Under the Federal Reserve framework, the interest rate cut cycle remains unchanged: indicating that potential risks still exist
On November 7th, the Federal Reserve lowered the federal funds target rate by 25 basis points to 4.50%-4.75%, in line with market expectations. The meeting provided limited incremental information and did not change the rate-cutting cycle, emphasizing data-dependent decision-making. Although the U.S. economy shows resilience, attention must still be paid to labor market data. Guojin Securities recommends allocating to gold, pharmaceuticals (innovative drugs), U.S. Treasuries, and U.S. stocks, particularly waiting for adjustment opportunities in gold and U.S. Treasuries
According to the Zhitong Finance APP, Guojin Securities released a strategy report stating that the Federal Reserve lowered interest rates by 25bps to 4.50%-4.75%, in line with market expectations. The meeting provided limited incremental information and did not change the rate-cutting cycle, emphasizing data-dependent decision-making. The U.S. economy appears resilient, but risks remain, necessitating close monitoring of labor market data. Recommended allocations include gold, pharmaceuticals (innovative drugs), U.S. Treasuries, and U.S. stocks, with gold and Treasuries requiring a wait for adjustment opportunities, innovative drugs benefiting from the rate-cutting cycle, and U.S. stocks potentially adjusting due to renewed economic risks.

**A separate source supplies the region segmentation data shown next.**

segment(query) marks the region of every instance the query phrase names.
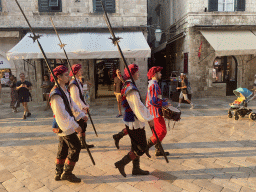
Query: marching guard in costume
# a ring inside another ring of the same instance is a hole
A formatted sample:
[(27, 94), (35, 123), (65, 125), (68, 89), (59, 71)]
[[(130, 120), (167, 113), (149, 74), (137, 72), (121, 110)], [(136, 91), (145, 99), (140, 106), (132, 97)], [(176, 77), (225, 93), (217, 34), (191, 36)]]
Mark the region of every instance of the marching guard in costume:
[[(162, 113), (162, 107), (168, 105), (168, 102), (162, 99), (161, 89), (158, 85), (158, 81), (161, 79), (162, 76), (162, 69), (162, 67), (157, 66), (152, 67), (148, 71), (147, 76), (150, 81), (146, 97), (146, 106), (148, 107), (150, 114), (154, 116), (155, 130), (160, 142), (164, 139), (167, 133)], [(153, 133), (152, 137), (148, 139), (148, 148), (152, 147), (153, 145), (155, 145), (156, 148), (155, 155), (164, 156), (160, 151), (160, 146), (159, 143), (157, 142), (155, 133)], [(169, 152), (165, 152), (165, 155), (169, 155)]]
[[(76, 80), (74, 79), (73, 73), (76, 77)], [(74, 64), (72, 66), (72, 70), (69, 73), (69, 76), (73, 76), (72, 80), (69, 84), (69, 91), (70, 91), (70, 95), (71, 98), (73, 99), (73, 101), (77, 104), (77, 106), (80, 108), (81, 111), (83, 111), (84, 113), (86, 113), (87, 110), (89, 110), (89, 105), (87, 105), (86, 103), (83, 102), (83, 99), (85, 100), (85, 97), (83, 95), (83, 93), (81, 92), (83, 90), (83, 84), (82, 84), (82, 66), (81, 64)], [(80, 90), (79, 90), (79, 88)], [(78, 134), (78, 138), (81, 142), (81, 146), (82, 149), (86, 149), (86, 146), (88, 148), (92, 148), (94, 147), (94, 145), (88, 145), (85, 141), (85, 132), (86, 132), (86, 128), (87, 128), (87, 123), (83, 120), (78, 121), (80, 127), (82, 128), (82, 133)]]
[[(139, 68), (136, 64), (129, 65), (131, 75), (136, 81), (139, 79)], [(131, 139), (131, 151), (120, 161), (115, 163), (119, 172), (126, 177), (125, 166), (133, 161), (132, 175), (148, 175), (148, 171), (140, 169), (140, 156), (147, 152), (145, 122), (154, 126), (153, 116), (140, 100), (139, 90), (132, 83), (128, 70), (125, 68), (125, 84), (122, 87), (122, 105), (125, 108), (124, 122)]]
[[(53, 70), (53, 73), (62, 89), (61, 91), (54, 86), (50, 93), (51, 108), (59, 126), (59, 128), (53, 128), (53, 131), (59, 136), (55, 180), (81, 182), (80, 178), (72, 174), (81, 151), (81, 144), (76, 133), (81, 133), (82, 129), (76, 121), (80, 119), (87, 121), (88, 118), (72, 100), (65, 87), (69, 81), (68, 69), (60, 65)], [(65, 101), (69, 105), (65, 105)]]

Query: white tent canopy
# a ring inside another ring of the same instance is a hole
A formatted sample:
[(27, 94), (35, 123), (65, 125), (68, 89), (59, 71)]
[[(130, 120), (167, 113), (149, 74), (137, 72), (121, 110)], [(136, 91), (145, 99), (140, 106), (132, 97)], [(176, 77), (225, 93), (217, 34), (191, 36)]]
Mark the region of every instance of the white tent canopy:
[(202, 30), (216, 56), (256, 54), (256, 36), (251, 31)]
[(0, 55), (0, 69), (11, 69), (11, 65), (7, 59)]
[[(10, 51), (8, 59), (41, 59), (42, 53), (32, 38), (25, 37)], [(63, 50), (58, 45), (59, 39), (55, 33), (40, 33), (39, 39), (47, 58), (65, 59)], [(117, 47), (112, 43), (110, 33), (60, 33), (62, 43), (67, 44), (65, 50), (69, 59), (103, 59), (120, 58)], [(116, 37), (121, 37), (119, 45), (126, 58), (148, 58), (151, 50), (142, 32), (120, 32)]]

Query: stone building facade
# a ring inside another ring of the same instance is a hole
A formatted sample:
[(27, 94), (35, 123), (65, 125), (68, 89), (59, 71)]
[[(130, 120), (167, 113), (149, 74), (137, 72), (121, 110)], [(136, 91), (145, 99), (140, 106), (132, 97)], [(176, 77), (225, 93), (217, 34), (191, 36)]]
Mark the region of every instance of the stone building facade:
[[(6, 57), (6, 53), (30, 31), (15, 1), (1, 0), (0, 2), (0, 55)], [(36, 32), (53, 32), (50, 17), (60, 33), (108, 31), (103, 13), (98, 10), (99, 0), (58, 0), (58, 7), (54, 9), (45, 7), (50, 6), (50, 2), (56, 2), (51, 0), (18, 0), (18, 2)], [(111, 9), (108, 8), (108, 16), (114, 31), (140, 31), (147, 38), (147, 0), (104, 0), (104, 3), (112, 6)], [(32, 82), (33, 100), (42, 101), (40, 89), (44, 70), (42, 59), (10, 60), (9, 62), (12, 74), (18, 77), (21, 72), (25, 72), (27, 79)], [(143, 92), (142, 95), (146, 95), (147, 59), (134, 58), (128, 59), (127, 62), (128, 64), (137, 63), (140, 66), (142, 80), (138, 86)], [(95, 60), (71, 60), (71, 64), (74, 63), (83, 65), (85, 79), (93, 84), (90, 95), (91, 100), (94, 100)], [(119, 59), (119, 66), (123, 71), (124, 64), (121, 59)]]
[[(256, 4), (253, 0), (231, 0), (230, 5), (221, 0), (159, 0), (159, 5), (163, 7), (160, 26), (167, 37), (162, 41), (166, 46), (155, 48), (157, 52), (152, 53), (158, 55), (156, 65), (165, 63), (166, 78), (172, 71), (186, 72), (194, 97), (228, 96), (238, 87), (252, 89), (256, 52), (239, 52), (231, 43), (226, 45), (230, 47), (229, 54), (219, 54), (203, 31), (212, 32), (213, 36), (222, 32), (231, 36), (234, 32), (252, 32), (255, 36)], [(166, 7), (170, 11), (164, 14)]]

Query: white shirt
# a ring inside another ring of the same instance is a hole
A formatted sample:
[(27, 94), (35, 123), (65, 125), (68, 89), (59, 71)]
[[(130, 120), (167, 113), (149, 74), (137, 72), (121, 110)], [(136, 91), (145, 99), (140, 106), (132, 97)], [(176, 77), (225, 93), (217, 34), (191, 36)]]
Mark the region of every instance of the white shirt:
[(63, 91), (68, 98), (68, 102), (75, 119), (66, 111), (63, 99), (59, 95), (53, 95), (51, 98), (51, 108), (59, 128), (63, 131), (62, 133), (58, 134), (59, 136), (66, 136), (74, 133), (75, 129), (79, 127), (76, 121), (79, 121), (81, 118), (85, 117), (85, 113), (81, 111), (72, 98), (70, 98), (67, 89)]
[[(80, 81), (77, 80), (77, 82), (78, 82), (78, 86), (79, 86), (80, 90), (82, 91), (83, 88), (80, 85)], [(70, 96), (74, 100), (74, 102), (77, 104), (79, 109), (82, 110), (84, 113), (86, 113), (85, 109), (89, 108), (89, 105), (84, 104), (84, 102), (81, 100), (79, 89), (74, 84), (70, 85)], [(85, 100), (85, 98), (84, 98), (84, 100)]]
[(132, 90), (130, 91), (126, 99), (137, 118), (135, 118), (135, 122), (125, 122), (125, 124), (130, 128), (138, 129), (145, 127), (145, 122), (151, 121), (154, 119), (152, 115), (150, 115), (149, 110), (145, 107), (145, 105), (140, 100), (140, 95), (138, 91)]

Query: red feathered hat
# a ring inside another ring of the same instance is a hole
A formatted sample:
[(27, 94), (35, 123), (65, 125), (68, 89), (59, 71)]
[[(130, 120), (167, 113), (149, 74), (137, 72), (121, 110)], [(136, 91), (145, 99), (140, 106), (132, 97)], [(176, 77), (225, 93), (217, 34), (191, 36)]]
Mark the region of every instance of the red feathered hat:
[(152, 77), (154, 77), (157, 72), (162, 71), (162, 69), (163, 69), (163, 67), (160, 67), (160, 66), (151, 67), (147, 74), (148, 79), (151, 80)]
[[(53, 71), (54, 76), (58, 77), (59, 75), (67, 72), (68, 68), (65, 67), (64, 65), (60, 65), (60, 66), (56, 67), (55, 69), (53, 69), (52, 71)], [(51, 74), (51, 82), (54, 82), (52, 74)]]
[[(134, 63), (130, 64), (128, 67), (129, 67), (132, 75), (134, 75), (139, 70), (139, 66)], [(129, 78), (130, 78), (129, 72), (128, 72), (127, 68), (125, 68), (124, 69), (124, 79), (127, 80)]]
[(76, 75), (77, 72), (82, 68), (82, 65), (81, 65), (81, 64), (74, 64), (74, 65), (72, 65), (71, 68), (72, 68), (72, 70), (71, 70), (70, 73), (69, 73), (69, 76), (70, 76), (70, 77), (73, 76), (72, 71), (74, 72), (74, 75)]

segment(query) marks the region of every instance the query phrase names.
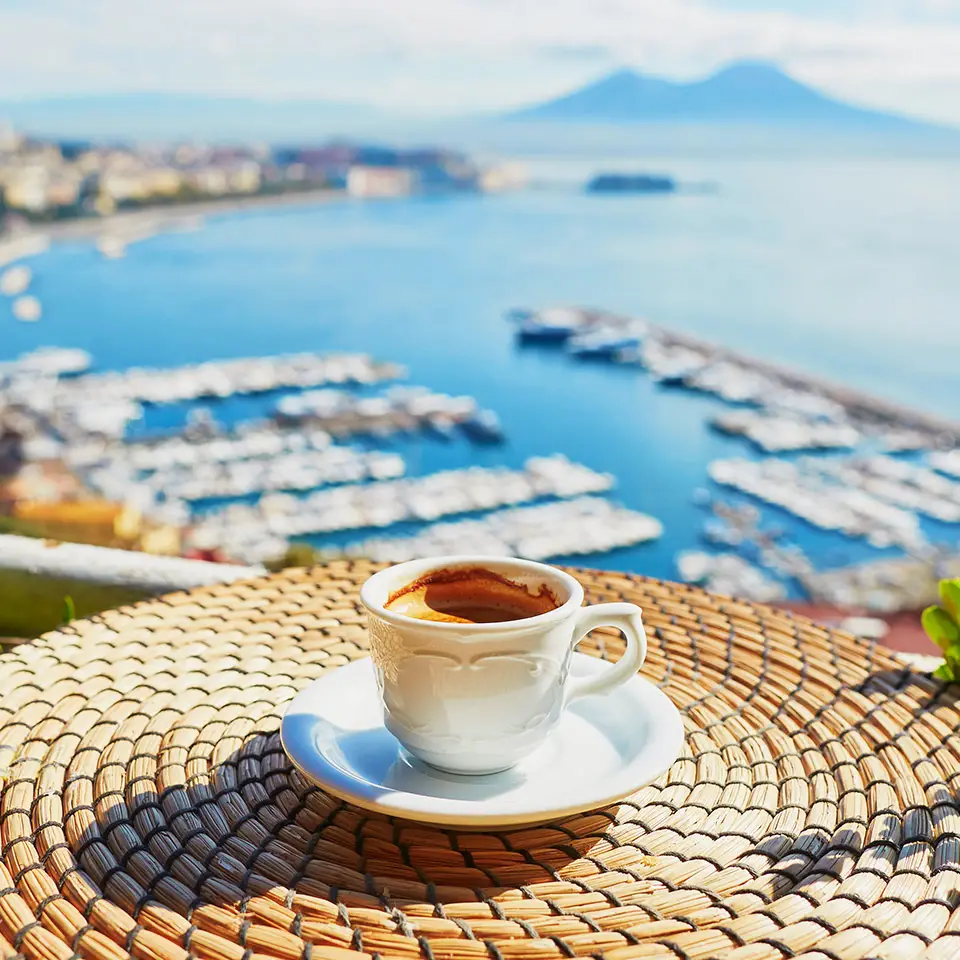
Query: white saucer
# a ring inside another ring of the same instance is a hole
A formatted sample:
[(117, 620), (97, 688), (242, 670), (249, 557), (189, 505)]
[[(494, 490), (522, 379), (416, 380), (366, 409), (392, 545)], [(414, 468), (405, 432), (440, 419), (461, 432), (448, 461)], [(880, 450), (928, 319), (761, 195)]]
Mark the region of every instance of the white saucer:
[[(577, 653), (571, 672), (609, 669)], [(480, 828), (544, 823), (629, 796), (677, 759), (683, 721), (665, 694), (636, 676), (576, 701), (512, 769), (458, 776), (412, 757), (387, 732), (373, 663), (364, 659), (303, 690), (280, 737), (297, 769), (342, 800), (389, 816)]]

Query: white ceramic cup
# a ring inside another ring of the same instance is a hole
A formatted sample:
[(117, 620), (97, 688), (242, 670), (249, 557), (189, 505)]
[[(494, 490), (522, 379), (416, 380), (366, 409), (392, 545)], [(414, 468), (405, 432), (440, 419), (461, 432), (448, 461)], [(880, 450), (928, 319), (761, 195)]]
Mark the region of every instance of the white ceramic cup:
[[(401, 588), (431, 572), (458, 568), (490, 570), (531, 593), (546, 586), (559, 606), (522, 620), (469, 624), (418, 620), (386, 609)], [(577, 580), (530, 560), (411, 560), (374, 574), (360, 599), (369, 614), (387, 729), (414, 756), (450, 773), (495, 773), (513, 766), (539, 746), (570, 703), (625, 683), (647, 654), (639, 607), (584, 607)], [(619, 629), (626, 651), (598, 676), (570, 679), (573, 648), (601, 626)]]

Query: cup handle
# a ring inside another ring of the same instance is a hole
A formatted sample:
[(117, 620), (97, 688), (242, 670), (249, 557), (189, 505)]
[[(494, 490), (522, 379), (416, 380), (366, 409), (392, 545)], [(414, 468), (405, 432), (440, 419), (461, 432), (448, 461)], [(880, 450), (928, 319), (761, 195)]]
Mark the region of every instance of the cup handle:
[(612, 669), (604, 670), (595, 677), (571, 680), (567, 687), (566, 703), (572, 703), (580, 697), (608, 693), (614, 687), (619, 687), (640, 669), (646, 659), (647, 635), (643, 629), (641, 610), (636, 604), (598, 603), (592, 607), (581, 608), (577, 614), (577, 624), (570, 645), (575, 647), (596, 627), (616, 627), (622, 630), (627, 640), (627, 649)]

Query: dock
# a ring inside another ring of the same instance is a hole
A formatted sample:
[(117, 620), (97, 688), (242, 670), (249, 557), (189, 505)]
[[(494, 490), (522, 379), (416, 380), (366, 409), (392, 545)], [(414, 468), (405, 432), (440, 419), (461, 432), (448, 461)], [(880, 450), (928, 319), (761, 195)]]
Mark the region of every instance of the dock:
[(557, 454), (531, 457), (521, 470), (466, 467), (425, 477), (382, 480), (318, 490), (305, 497), (272, 494), (257, 503), (234, 503), (200, 517), (187, 535), (191, 546), (221, 546), (245, 562), (283, 554), (290, 540), (408, 521), (481, 513), (547, 498), (606, 493), (614, 479)]
[(662, 533), (653, 517), (598, 497), (578, 497), (499, 510), (477, 520), (428, 524), (414, 536), (373, 537), (321, 553), (389, 563), (464, 552), (550, 560), (635, 546)]
[[(513, 310), (508, 319), (516, 325), (519, 339), (562, 343), (571, 359), (582, 355), (579, 344), (587, 339), (594, 344), (592, 356), (642, 367), (665, 386), (710, 393), (728, 403), (811, 422), (832, 421), (839, 427), (879, 435), (890, 451), (960, 446), (956, 418), (916, 410), (646, 320), (579, 307)], [(606, 347), (598, 349), (598, 344)], [(824, 445), (846, 445), (839, 441), (853, 436), (839, 433)]]

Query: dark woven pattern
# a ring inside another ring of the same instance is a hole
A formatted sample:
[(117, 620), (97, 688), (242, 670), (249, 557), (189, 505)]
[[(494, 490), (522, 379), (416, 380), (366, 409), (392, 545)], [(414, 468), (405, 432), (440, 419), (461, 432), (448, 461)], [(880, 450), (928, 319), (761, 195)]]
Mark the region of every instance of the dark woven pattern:
[(960, 957), (952, 691), (802, 619), (579, 571), (643, 606), (683, 757), (550, 826), (380, 819), (277, 734), (365, 655), (371, 570), (170, 596), (0, 658), (0, 957)]

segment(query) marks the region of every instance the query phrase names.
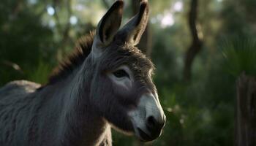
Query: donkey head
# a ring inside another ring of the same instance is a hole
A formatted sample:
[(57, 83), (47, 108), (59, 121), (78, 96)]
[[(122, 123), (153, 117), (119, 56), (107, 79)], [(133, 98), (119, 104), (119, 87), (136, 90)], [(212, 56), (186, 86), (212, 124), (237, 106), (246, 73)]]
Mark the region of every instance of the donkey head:
[(158, 137), (165, 115), (152, 82), (154, 65), (135, 47), (148, 19), (148, 4), (119, 30), (124, 2), (116, 1), (98, 24), (91, 58), (95, 66), (91, 101), (113, 127), (142, 141)]

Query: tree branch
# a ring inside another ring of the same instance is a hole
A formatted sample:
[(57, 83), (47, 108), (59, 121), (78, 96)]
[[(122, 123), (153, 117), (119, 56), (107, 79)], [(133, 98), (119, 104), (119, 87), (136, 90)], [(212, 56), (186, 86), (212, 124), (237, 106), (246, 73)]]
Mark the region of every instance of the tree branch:
[(197, 0), (191, 0), (190, 11), (189, 12), (188, 23), (190, 34), (192, 38), (192, 42), (189, 47), (185, 55), (185, 64), (184, 70), (184, 78), (185, 81), (189, 81), (191, 79), (191, 70), (193, 61), (195, 56), (202, 49), (202, 40), (198, 36), (197, 30)]

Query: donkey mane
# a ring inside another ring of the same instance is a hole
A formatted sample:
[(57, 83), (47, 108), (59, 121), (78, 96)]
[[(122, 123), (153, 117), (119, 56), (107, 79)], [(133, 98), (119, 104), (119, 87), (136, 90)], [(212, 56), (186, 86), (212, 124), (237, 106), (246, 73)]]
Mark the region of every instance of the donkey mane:
[(53, 84), (70, 74), (72, 71), (81, 65), (91, 51), (95, 31), (80, 38), (73, 52), (59, 63), (48, 79), (48, 84)]

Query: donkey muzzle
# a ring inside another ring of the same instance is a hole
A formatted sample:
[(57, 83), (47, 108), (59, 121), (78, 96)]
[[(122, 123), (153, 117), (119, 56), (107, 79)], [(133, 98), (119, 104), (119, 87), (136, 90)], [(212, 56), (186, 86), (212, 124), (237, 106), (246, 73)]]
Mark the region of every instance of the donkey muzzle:
[(143, 142), (152, 141), (161, 134), (166, 117), (158, 98), (143, 94), (137, 108), (129, 112), (135, 135)]

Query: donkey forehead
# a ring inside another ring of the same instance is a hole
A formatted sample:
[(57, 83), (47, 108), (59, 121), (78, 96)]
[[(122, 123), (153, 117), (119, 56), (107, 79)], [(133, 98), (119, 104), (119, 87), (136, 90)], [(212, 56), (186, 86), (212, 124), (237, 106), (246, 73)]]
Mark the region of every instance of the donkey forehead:
[(112, 45), (107, 49), (103, 64), (110, 69), (121, 65), (127, 65), (133, 72), (148, 72), (154, 71), (153, 63), (136, 47), (127, 45)]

The main points of the report are as follows:
On November 7 local time, the Federal Reserve announced a reduction of the federal funds target rate range by 25bps to 4.50%-4.75%, marking the second consecutive rate cut since September 2024. From March 2022 to July 2023, the Federal Reserve raised rates a total of 11 times, by 525 basis points, and then maintained the target rate range unchanged for eight consecutive meetings.
A bland meeting with limited incremental information, future focus on labor market data
The Federal Reserve's November 2024 meeting lowered the federal funds target rate range by 25bps to 4.50%-4.75%, consistent with market consensus expectations. The main changes in the statement from this meeting are as follows: 1) Slightly altered the wording describing the labor market, changing "job growth has slowed" to "labor market conditions have loosened since earlier this year"; 2) Removed the description from the September statement that "confidence in inflation returning to the 2% target has increased"; 3) All members unanimously agreed to cut rates by 25bp, whereas in the previous meeting, Federal Reserve Governor Bowman leaned towards a 25bp cut rather than a 50bp cut.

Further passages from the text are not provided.